MaxCompute provides a data lake analytics solution that lets you create management objects to define the metadata and data access methods for external data sources. An External Project or External Schema can map to an external data source's Catalog, Database, or Schema, allowing you to directly access all tables within them. This solution breaks down the silos between a data lake and a data warehouse. It combines the flexibility and rich multi-engine ecosystem of a data lake with the enterprise-grade capabilities of a data warehouse to build an integrated data management platform. This feature is in public preview.
Data warehouse and data lake
Category | Capabilities |
Data warehouse | A data warehouse emphasizes the management and constraints on structured and semi-structured data.

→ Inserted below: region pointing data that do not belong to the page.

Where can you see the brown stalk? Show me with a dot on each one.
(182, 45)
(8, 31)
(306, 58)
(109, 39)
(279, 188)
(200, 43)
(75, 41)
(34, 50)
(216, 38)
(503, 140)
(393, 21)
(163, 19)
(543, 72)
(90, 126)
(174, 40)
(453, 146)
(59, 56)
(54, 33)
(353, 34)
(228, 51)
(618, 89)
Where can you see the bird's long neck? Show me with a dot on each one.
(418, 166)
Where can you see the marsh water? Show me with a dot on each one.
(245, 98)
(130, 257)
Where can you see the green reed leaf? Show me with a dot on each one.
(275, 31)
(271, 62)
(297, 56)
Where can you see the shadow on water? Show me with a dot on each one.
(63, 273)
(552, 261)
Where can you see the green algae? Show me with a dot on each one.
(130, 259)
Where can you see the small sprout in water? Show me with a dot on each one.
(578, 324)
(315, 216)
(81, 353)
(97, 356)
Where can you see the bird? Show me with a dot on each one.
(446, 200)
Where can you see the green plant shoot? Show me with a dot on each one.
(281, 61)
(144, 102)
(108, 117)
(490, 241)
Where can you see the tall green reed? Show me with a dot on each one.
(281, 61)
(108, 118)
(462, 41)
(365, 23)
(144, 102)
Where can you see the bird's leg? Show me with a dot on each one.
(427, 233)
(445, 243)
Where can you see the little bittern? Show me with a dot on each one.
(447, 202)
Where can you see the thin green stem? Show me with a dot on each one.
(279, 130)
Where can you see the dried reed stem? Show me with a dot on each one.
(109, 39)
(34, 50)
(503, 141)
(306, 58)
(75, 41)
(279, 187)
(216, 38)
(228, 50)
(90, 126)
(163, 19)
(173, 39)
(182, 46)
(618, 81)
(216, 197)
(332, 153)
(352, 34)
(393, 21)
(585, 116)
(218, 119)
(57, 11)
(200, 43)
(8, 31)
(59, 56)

It relies on strong management to achieve better computing performance and more standardized management capabilities. |
Data lake | A data lake emphasizes open data storage and common data formats. It supports multiple engines that produce or consume data as needed. To ensure flexibility, it provides only weak management capabilities. It is compatible with unstructured data and supports a schema-on-read approach, offering a more flexible way to manage data. |
MaxCompute data warehouse
MaxCompute is a cloud-native data warehouse based on a serverless architecture. You can perform the following operations:
Model a data warehouse using MaxCompute.
Use extract, transform, and load (ETL) tools to load and store data in modeled tables with defined schemas.

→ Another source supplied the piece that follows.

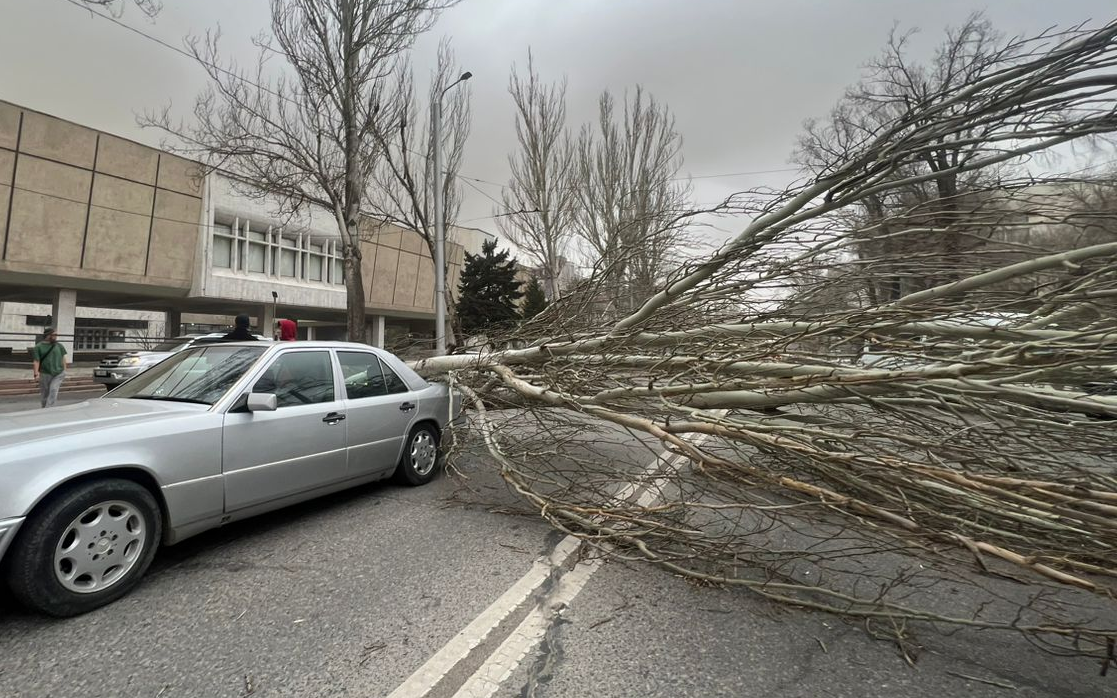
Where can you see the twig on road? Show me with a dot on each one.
(981, 680)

Process large-scale data in the data warehouse using a standard SQL engine, and analyze the data using the MaxQA or Hologres OLAP engine.
Scenarios for MaxCompute with data lakes and federated queries
In a data lake scenario, data resides in the lake and is produced or consumed by various engines. The MaxCompute computing engine can act as one of these engines to process and use the data. In this case, MaxCompute needs to read data produced by upstream sources in the data lake, be compatible with various mainstream open source data formats, perform calculations within its engine, and produce data for downstream workflows.

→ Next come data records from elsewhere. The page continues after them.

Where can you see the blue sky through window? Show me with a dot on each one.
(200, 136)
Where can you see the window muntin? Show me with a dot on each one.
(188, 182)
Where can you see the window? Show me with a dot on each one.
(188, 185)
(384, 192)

As a secure, high-performance, and cost-effective data warehouse that aggregates high-value data, MaxCompute also needs to retrieve metadata and data from the data lake. This allows for in-engine computation on external data and federated queries with internal data to extract value and consolidate it into the data warehouse.
In addition to data lakes, MaxCompute as a data warehouse also needs to retrieve data from various other external data sources, such as Hadoop and Hologres, to perform federated queries with its internal data. In federated query scenarios, MaxCompute must also support reading metadata and data from external systems.
MaxCompute data lake analytics
MaxCompute data lake analytics is built on the MaxCompute computing engine.
It supports access to Alibaba Cloud metadata services or object storage services over the interconnected cloud product network. If a data source is in a VPC, you can use a leased line to access the external data source.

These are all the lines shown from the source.